I suspect that this is because importlib_metadata isn't going through the right processes to normalize the module name in PKGINFO. We rely on that to generate the user-agent string. If that isn't generated properly, I don't think there's anything for us to do.

@stefanor
Copy link
Contributor Author

stefanor commented Feb 7, 2022

It's not clear to me why you're trying to run the tests in the environment that you described

We (Debian) like to run the test-suites of packages when we build them (and when any of their dependencies change), so that we can be sure that we're shipping something that's working.

or why you've even got an environment set up that way

importlib_metadata is currently built with setup.py in Debian. That will probably change in the future, but that's how things stand right now.

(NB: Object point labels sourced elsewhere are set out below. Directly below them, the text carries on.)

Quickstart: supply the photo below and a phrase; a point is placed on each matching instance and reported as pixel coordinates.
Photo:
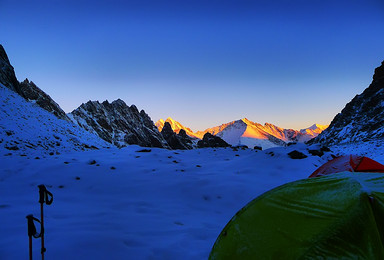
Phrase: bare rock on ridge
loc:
(176, 141)
(362, 119)
(118, 124)
(210, 140)
(32, 93)
(7, 73)
(27, 89)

That said, I'd be surprised if #858 is the root cause

Now that I'm off an island with better cell coverage, and can play around, it looks simpler than I thought:

$ python3 -m venv testve
$ testve/bin/python -m pip install wheel
$ testve/bin/python -m pip install twine
...
Successfully installed Pygments-2.11.2 SecretStorage-3.3.1 bleach-4.1.0 certifi-2021.10.8 cffi-1.15.0 charset-normalizer-2.0.11 colorama-0.4.4 cryptography-36.0.1 docutils-0.18.1 idna-3.3 importlib-metadata-4.10.1 jeepney-0.7.1 keyring-23.5.0 packaging-21.3 pkginfo-1.8.2 pycparser-2.21 pyparsing-3.0.7 readme-renderer-32.0 requests-2.27.1 requests-toolbelt-0.9.1 rfc3986-2.0.0 six-1.16.0 tqdm-4.62.3 twine-3.8.0 urllib3-1.26.8 webencodings-0.5.1 zipp-3.7.0
$ testve/bin/python -m twine --version
twine version 3.8.0 (pkginfo: 1.8.2, readme-renderer: 32.0, requests: 2.27.1, requests-
toolbelt: 0.9.1, urllib3: 1.26.8, tqdm: 4.62.3, importlib-metadata: 4.10.1, keyring: 23.5.0,
rfc3986: 2.0.0, colorama: 0.4.4)
$ testve/bin/python -m pip install twine==3.7.1
$ testve/bin/python -m twine --version
twine version 3.7.1 (importlib_metadata: 4.10.1, pkginfo: 1.8.2, requests: 2.27.1, requests-
toolbelt: 0.9.1, tqdm: 4.62.3)

That's a pretty standard setup, and the name changed, I'd assume that's #858.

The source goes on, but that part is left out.